Schicksal!
Rotz quer über mich.
Anscheinend habe ich nur einen ganz gewöhnlichen Schnupfen, aber mir kommt es so vor, als würde ich sterben. Ich kann nicht atmen. Mein Kopf fühlt sich an, als wäre er mit Beton gefüllt, der langsam aushärtet und mir den Schädel sprengt. Und mein Hals ist so wund, dass ich nicht essen kann.
Die Freiwilligen in der Notunterkunft betreuen mich medizinisch, indem sie mich mit Flüssigkeiten vollpumpen und mich dazu bringen, diesen ekelhaft schmeckenden Sirup zu schlucken. Aber die Tatsache, dass sie sich für mich interessieren, dass sie sich um Essen, Kleidung, ein Dach über dem Kopf und medizinische Hilfe für jemanden kümmern, den sie gerade erst getroffen haben, erfüllt mich mit Dankbarkeit. Mit Hoffnung. Und ich frage mich, ob sich meine Menschen so gefühlt haben, nachdem ich ihnen geholfen hatte.
Vielleicht ist es das, was das Menschsein ausmacht. Sich mit anderen zusammenzutun. Ein Gefühl von Kameradschaft zu vermitteln. Die Erfahrung des Lebens miteinander zu teilen, statt seine Erfolge zu horten oder sich allein abzurackern.
Vielleicht haben wir alle etwas beizusteuern.

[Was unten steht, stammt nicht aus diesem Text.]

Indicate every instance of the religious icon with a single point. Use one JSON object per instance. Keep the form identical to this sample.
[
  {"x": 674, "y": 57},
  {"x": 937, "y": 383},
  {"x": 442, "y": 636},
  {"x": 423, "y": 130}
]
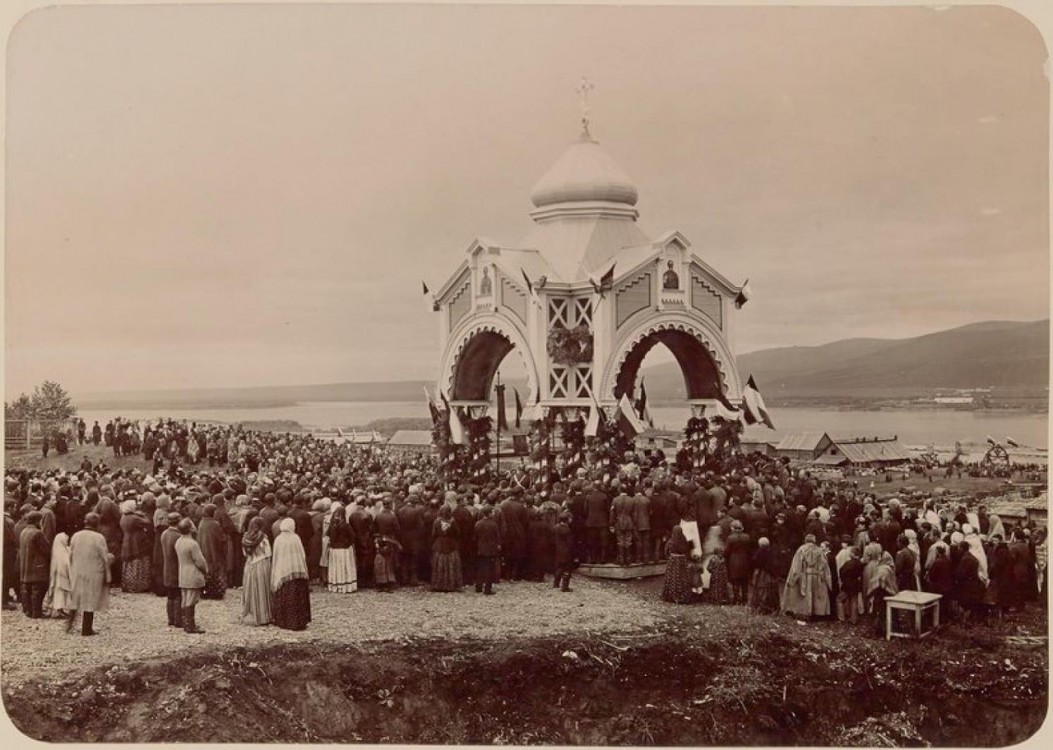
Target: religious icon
[{"x": 671, "y": 279}]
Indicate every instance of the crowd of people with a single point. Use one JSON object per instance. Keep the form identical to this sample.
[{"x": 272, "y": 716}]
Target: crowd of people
[{"x": 217, "y": 508}]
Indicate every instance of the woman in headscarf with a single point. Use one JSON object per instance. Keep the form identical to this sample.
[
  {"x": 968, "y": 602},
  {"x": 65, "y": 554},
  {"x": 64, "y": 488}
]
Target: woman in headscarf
[
  {"x": 90, "y": 571},
  {"x": 765, "y": 594},
  {"x": 160, "y": 524},
  {"x": 213, "y": 541},
  {"x": 677, "y": 587},
  {"x": 256, "y": 580},
  {"x": 315, "y": 549},
  {"x": 879, "y": 583},
  {"x": 445, "y": 553},
  {"x": 976, "y": 548},
  {"x": 291, "y": 590},
  {"x": 110, "y": 527},
  {"x": 136, "y": 549},
  {"x": 60, "y": 586},
  {"x": 914, "y": 547},
  {"x": 716, "y": 592},
  {"x": 997, "y": 528},
  {"x": 342, "y": 575}
]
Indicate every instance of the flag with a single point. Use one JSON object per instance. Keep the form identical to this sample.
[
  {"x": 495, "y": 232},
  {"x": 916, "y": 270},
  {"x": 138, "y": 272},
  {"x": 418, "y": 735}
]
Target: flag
[
  {"x": 530, "y": 287},
  {"x": 627, "y": 419},
  {"x": 457, "y": 435},
  {"x": 729, "y": 414},
  {"x": 722, "y": 398},
  {"x": 641, "y": 407},
  {"x": 433, "y": 410},
  {"x": 595, "y": 414},
  {"x": 743, "y": 294},
  {"x": 606, "y": 281},
  {"x": 502, "y": 422},
  {"x": 754, "y": 405}
]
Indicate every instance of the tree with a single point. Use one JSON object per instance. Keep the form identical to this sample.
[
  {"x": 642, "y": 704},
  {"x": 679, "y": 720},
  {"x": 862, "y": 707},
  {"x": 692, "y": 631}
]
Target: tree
[
  {"x": 50, "y": 403},
  {"x": 19, "y": 409}
]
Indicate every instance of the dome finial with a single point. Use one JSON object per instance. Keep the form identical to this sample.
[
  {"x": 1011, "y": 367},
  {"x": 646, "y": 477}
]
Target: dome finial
[{"x": 583, "y": 90}]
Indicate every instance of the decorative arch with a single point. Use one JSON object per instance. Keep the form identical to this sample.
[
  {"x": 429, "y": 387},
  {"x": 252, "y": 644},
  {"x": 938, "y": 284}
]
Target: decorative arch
[
  {"x": 474, "y": 354},
  {"x": 701, "y": 354}
]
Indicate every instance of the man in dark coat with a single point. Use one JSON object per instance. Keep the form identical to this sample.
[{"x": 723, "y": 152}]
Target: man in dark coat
[
  {"x": 641, "y": 517},
  {"x": 597, "y": 522},
  {"x": 969, "y": 588},
  {"x": 563, "y": 552},
  {"x": 34, "y": 557},
  {"x": 623, "y": 522},
  {"x": 411, "y": 521},
  {"x": 464, "y": 522},
  {"x": 11, "y": 571},
  {"x": 171, "y": 575},
  {"x": 488, "y": 550},
  {"x": 301, "y": 517},
  {"x": 513, "y": 521},
  {"x": 738, "y": 554}
]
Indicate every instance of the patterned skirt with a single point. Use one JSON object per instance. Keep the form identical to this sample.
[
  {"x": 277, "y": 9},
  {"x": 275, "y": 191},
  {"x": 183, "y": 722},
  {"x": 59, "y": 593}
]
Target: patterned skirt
[
  {"x": 342, "y": 574},
  {"x": 677, "y": 587},
  {"x": 137, "y": 575},
  {"x": 291, "y": 605},
  {"x": 765, "y": 596},
  {"x": 215, "y": 584},
  {"x": 446, "y": 573}
]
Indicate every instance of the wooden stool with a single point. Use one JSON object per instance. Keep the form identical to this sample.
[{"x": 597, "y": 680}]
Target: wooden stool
[{"x": 916, "y": 602}]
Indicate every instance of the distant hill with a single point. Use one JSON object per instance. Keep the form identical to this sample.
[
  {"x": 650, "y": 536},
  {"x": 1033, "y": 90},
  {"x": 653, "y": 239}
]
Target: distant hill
[
  {"x": 262, "y": 396},
  {"x": 1006, "y": 356},
  {"x": 1010, "y": 357}
]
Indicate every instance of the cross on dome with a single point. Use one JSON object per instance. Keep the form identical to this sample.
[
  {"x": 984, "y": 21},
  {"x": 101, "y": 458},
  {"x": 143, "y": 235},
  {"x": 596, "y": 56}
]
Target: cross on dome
[{"x": 582, "y": 91}]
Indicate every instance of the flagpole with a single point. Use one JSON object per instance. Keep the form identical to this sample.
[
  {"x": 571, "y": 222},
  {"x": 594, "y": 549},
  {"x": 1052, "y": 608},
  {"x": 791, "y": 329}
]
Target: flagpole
[{"x": 500, "y": 406}]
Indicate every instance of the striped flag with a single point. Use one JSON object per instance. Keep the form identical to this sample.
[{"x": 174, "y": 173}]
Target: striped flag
[
  {"x": 432, "y": 409},
  {"x": 595, "y": 414},
  {"x": 641, "y": 406},
  {"x": 627, "y": 419},
  {"x": 754, "y": 405},
  {"x": 457, "y": 434}
]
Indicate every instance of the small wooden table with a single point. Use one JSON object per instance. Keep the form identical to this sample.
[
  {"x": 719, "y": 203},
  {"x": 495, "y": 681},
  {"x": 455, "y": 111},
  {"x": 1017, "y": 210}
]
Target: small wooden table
[{"x": 916, "y": 602}]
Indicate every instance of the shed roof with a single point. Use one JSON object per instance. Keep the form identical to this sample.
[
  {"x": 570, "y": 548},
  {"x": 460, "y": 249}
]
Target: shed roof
[
  {"x": 872, "y": 451},
  {"x": 801, "y": 441},
  {"x": 411, "y": 438}
]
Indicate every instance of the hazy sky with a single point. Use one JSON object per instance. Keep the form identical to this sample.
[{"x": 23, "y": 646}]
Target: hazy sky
[{"x": 251, "y": 195}]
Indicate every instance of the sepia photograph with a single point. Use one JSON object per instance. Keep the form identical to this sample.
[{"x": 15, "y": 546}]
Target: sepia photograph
[{"x": 516, "y": 374}]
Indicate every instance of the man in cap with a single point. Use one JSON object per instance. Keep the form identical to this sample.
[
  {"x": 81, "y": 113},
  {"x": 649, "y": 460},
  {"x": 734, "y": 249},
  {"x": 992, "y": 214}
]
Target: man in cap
[
  {"x": 34, "y": 555},
  {"x": 171, "y": 575}
]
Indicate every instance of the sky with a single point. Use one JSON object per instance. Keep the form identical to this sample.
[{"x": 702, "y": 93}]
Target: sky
[{"x": 251, "y": 195}]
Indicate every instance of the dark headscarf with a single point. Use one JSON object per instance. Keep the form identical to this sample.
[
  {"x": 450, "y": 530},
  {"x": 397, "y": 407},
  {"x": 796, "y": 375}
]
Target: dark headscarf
[{"x": 252, "y": 538}]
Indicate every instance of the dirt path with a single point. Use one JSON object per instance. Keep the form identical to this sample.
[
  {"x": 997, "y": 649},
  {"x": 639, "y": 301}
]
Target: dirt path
[{"x": 604, "y": 665}]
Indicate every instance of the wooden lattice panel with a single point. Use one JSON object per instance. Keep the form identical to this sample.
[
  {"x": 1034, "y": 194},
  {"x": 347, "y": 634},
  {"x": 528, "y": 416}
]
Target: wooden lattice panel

Also entschließe ich mich ein paar Tage später – ich fühle mich mittlerweile so gut, dass ich in Erwägung ziehe, vielleicht doch nicht sterben zu müssen –, wieder damit anzufangen, meinen Menschen zu helfen. Auch wenn ich nicht mehr
Schicksal
bin, sehe ich sie immer noch als die Meinen an. Aber anstatt den Serieneinkäufern, den Konsumsüchtigen und den Kreditkartenjunkies zu helfen, die die Malls, Einkaufszentren und Kaufhäuser bevölkern, konzentriere ich mich auf die Obdachlosen, die die Notunterkunft und die Straßen mit mir teilen. Und nebenbei bemerkt: Ich bin schon aus Macy’s rausgeflogen, bevor ich es bis zur Hauswarenabteilung geschafft hatte.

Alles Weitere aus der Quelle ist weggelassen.